The majority of those infected were asymptomatic and are self-isolating at home although dozens were confined to hospital with high fevers and declining oxygen saturation levels, said Badai Ismoyo, head of the health office in the district of Kudus in central Java.
It is believed the more transmissible Delta variant of COVID-19 is responsible for driving the latest outbreak in Kudus, which has left the healthcare system stretched with bed occupancy rates in local hospitals above 90%.
“The data shows they have the Delta variant [in Kudus] so it is no surprise that the breakthrough infection is higher than before, because, as we know, the majority of healthcare workers in Indonesia got Sinovac, and we still don’t know yet how effective it is in the real world against the Delta variant,” said Dicky Budiman, an epidemiologist at Australia’s Griffith University.
As was the case in many countries, frontline healthcare workers in Indonesia were amongst the first to be vaccinated with almost all receiving the Chinese-manufactured Sinovac. The World Health Organization (WHO) approved emergency use of the Sinovac vaccine this month.
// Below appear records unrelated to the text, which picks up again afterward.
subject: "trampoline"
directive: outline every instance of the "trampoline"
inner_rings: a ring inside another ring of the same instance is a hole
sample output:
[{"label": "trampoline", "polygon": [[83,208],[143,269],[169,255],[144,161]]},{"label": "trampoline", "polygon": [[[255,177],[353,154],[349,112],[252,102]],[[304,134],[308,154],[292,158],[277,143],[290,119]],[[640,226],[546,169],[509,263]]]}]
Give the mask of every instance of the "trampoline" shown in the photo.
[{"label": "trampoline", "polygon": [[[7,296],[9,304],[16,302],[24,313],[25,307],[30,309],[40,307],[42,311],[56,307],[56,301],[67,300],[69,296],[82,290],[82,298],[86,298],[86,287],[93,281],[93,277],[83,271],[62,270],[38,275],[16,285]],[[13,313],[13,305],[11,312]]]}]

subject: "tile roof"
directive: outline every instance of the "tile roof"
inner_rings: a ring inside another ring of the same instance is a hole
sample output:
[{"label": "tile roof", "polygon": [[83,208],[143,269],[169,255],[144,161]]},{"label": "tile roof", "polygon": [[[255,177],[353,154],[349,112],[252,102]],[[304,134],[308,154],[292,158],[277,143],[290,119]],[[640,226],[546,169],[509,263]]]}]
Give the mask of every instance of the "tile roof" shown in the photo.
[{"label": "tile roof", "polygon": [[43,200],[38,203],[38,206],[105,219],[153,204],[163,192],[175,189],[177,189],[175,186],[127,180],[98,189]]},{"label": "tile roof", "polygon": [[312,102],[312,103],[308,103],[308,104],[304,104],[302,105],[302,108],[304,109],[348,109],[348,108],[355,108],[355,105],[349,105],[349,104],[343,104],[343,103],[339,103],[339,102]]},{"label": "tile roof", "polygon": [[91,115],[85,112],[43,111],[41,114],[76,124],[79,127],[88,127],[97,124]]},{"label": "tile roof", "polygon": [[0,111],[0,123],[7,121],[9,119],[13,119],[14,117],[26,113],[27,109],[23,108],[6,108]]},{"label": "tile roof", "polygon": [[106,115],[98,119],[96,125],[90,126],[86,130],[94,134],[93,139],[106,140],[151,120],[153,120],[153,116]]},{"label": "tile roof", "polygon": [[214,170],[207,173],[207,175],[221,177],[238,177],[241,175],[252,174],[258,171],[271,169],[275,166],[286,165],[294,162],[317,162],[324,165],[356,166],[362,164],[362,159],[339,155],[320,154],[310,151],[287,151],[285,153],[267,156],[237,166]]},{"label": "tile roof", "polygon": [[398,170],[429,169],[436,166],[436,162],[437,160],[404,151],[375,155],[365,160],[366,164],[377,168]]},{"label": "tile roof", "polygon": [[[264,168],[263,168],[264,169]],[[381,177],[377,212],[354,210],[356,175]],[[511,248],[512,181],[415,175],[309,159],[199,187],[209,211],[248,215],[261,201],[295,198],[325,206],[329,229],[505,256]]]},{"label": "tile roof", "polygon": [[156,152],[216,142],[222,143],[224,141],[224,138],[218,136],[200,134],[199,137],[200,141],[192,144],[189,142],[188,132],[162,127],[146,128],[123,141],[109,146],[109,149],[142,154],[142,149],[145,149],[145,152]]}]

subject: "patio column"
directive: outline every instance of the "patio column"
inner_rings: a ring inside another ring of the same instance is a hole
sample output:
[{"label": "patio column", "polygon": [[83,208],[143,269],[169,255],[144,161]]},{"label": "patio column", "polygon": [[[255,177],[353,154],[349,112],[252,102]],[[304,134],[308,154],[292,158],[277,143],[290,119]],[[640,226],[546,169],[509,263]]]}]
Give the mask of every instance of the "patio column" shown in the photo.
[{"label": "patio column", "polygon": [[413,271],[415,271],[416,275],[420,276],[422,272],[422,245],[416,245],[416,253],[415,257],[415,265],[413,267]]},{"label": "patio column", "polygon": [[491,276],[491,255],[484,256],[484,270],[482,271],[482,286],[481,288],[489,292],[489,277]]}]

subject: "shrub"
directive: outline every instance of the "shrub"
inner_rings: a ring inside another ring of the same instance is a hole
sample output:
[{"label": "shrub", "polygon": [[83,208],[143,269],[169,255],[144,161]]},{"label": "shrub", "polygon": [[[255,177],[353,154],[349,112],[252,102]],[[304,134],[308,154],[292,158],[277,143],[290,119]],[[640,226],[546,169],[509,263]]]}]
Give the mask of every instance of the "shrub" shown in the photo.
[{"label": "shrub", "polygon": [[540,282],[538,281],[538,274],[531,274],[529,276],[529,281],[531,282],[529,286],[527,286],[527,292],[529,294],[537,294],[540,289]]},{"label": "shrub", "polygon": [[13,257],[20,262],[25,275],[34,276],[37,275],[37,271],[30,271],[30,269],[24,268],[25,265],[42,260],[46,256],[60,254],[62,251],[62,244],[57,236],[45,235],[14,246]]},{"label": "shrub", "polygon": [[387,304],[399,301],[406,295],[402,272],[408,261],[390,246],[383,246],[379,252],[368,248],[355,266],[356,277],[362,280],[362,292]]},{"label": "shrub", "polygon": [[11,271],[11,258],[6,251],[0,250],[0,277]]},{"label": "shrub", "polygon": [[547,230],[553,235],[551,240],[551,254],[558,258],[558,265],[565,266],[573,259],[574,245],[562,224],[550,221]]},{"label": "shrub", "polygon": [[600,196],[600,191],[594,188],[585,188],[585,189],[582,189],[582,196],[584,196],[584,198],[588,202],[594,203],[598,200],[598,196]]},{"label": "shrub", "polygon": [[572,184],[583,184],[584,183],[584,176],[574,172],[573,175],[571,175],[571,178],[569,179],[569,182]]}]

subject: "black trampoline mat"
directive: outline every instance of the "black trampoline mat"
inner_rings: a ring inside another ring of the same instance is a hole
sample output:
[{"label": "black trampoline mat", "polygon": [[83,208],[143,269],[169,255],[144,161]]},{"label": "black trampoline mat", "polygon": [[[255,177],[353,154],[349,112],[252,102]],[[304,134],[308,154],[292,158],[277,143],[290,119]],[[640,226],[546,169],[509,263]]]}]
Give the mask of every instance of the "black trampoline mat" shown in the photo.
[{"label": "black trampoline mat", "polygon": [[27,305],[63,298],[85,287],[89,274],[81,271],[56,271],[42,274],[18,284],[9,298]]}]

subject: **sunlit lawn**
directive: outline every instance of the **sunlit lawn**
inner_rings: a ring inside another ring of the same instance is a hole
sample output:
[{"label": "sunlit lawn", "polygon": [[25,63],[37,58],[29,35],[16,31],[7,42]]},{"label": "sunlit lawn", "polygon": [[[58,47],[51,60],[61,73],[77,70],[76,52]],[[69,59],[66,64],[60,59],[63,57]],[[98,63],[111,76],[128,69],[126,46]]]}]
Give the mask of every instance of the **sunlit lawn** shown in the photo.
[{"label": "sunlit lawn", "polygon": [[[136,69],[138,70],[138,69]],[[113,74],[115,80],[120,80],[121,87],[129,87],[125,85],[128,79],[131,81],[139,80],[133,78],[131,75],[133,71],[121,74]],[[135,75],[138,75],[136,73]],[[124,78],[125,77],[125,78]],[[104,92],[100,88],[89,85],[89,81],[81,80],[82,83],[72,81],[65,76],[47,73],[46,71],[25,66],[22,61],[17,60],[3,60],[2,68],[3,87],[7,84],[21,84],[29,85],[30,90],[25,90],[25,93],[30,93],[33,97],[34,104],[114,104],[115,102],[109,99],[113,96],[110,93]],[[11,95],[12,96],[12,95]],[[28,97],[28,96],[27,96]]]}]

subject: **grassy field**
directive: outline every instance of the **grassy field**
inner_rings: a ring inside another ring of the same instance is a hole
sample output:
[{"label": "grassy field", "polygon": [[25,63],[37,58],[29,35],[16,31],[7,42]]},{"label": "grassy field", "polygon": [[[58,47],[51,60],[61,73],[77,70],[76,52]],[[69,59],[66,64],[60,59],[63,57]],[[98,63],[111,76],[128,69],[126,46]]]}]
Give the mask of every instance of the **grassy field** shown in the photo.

When approached by Reuters for comment on the efficacy of the vaccine against the new variant, neither the Indonesian Ministry of Health or CoronaVac, the Chinese company that produces Sinovac, were available.
Indonesia, the world’s fourth most populous nation, has recorded 1.9 million cases of COVID-19 infection since the pandemic began last year. Of this number, 1.76mn have been confirmed as recovered. There have been 53,476 deaths recorded to date.